The list biggest decliners in 2008 also included Dunlop Nigeria, which some months ago told shareholders of plans to adopt the strategy of closing its giant manufacturing plant as did rival Michelin Nigeria some years ago because the activities of importers and smugglers that has now made the business very unattractive. Dunlop's decision is coming several months after investors sank billions of funds raised from the capital market to enable it refinance its debt, providing more working capital and engaging in the production of All Steel Radial Truck Tyre (ASRT) expansion project, in a bid to reap bountifully from the estimated 20.5 per cent growth in the truck tyre market in the months leading to 2010. The company in 2006 offered 1.504 billion ordinary shares to the public for subscription and 756 million shares by way of rights at N2.50 and N2.30 each respectively. The capital raising exercise is primarily to refinance part of the debt used for the with long-term equity funds, apart from providing enhanced working capital.

Access Bank's share price fell by 69.26 per cent according to the UBAGM report while Afribank Nigeria's dropped by 68.48, followed by FCMB and Intercontinental Bank with 68.22 per cent and 68.13 per cent respectively, just as Lafarge Cement WAPCO's suffered a 68.05 per cent drop. Ashaka Cement, another building materials maker, lost 67.78 per cent of its share price at the end of 2007, Oceanic Bank International lost 67.78 per cent, Unity Bank followed with 67.50 per cent and Sterling Bank shed 66.67 per cent while Mutual Benefit Assurance occupied the 20th position with a share price decline of about 66.68 per cent for the year.
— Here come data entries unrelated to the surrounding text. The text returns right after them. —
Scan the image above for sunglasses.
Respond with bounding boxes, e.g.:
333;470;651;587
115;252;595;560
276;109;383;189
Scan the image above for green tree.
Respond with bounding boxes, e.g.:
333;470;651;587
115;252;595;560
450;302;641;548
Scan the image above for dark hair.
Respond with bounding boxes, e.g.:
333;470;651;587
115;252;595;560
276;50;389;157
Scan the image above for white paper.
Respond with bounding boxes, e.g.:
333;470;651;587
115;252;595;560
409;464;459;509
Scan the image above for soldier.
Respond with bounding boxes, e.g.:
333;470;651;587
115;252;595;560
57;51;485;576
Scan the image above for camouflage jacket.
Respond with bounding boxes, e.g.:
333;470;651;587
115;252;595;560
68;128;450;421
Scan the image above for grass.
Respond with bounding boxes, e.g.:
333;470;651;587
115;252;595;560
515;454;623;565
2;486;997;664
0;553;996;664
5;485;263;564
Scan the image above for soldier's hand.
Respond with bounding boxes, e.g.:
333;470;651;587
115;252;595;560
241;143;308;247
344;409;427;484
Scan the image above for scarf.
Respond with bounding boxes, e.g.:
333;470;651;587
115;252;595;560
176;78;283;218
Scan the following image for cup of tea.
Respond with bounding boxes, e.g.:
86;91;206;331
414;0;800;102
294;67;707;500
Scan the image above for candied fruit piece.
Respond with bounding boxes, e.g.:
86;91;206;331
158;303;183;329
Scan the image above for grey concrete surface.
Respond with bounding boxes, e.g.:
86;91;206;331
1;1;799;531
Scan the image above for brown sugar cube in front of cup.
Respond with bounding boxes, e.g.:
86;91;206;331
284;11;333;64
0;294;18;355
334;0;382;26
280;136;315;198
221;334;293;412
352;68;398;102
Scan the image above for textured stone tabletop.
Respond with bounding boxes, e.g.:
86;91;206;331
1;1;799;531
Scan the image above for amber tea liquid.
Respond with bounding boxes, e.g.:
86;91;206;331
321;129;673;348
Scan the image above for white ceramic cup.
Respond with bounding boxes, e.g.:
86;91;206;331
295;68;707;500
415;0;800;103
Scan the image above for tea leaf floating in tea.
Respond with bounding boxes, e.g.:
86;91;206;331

There are, however, those, even if minimal, who would argue that the year 2008 may not have been totally horrible, as some stocks still recorded robust share price appreciation worthy of celebration. Most of the stocks on the top 20 gainers' table for 2008 were predominantly penny stocks before now. According to the table by UBA Global Markets Limited, the list is topped by emerging markets player - Krabo Nigeria with 969.23 per cent, ahead of construction company - Arbico, which closed at N26 each, after rising 802.78 per cent up while Ferdinand Oil Mills, which was last traded on September 11, according to the NSE *****Daily Official List*****, and paid its most recent dividend of 20 kobo on July 22, 1996. Also atop the list of biggest gainers for the year was Aboseldehyde Laboratory, which last paid a dividend (15 kobo) on December 12, 1997 and a scrip the previous year, whose share price grew by 733.90 per closing at 492 kobo, industrial/domestic products maker - Alumaco's share price grew by 728.21 per cent, Juli Plc recorded 610.91 per cent, Grief Nigeria, 573.99 per cent; Morison Industries, 458.67 per cent; Nigerian Enamelware Company's N65.33 price on Wednesday December 31 means it grew by 444.42 per cent for the year, Aluminum Extrusion chalked 421.40 per cent, just as Liz-Olofin & Company recorded 328.16 per cent growth. The top gainers for 2008 also included G. Cappa, 319.86 per cent; Abplast Products, 294.06 per cent; Oluwa Glass, 273.02 per cent; Nigerian Sports Lottery, 262.50 per cent, 262.50 per cent; Interlinked Technologies, 240.88 per cent; Nigerian Ropes, 234.65 per cent; Lennards, 217.73 per cent; Footwear, 215.88 per cent and conglomerates - John Holt Nigeria, 210.69 per cent.

Most of the top gainers on the table also occupied prime positions on the year 2008 returns table, according to analysts at Cashcraft Investment Limited, led by Arbico with a 922.22 per cent, ahead of Aboseldehyde and 733.90 per cent and 728.21 per cent respectively among others.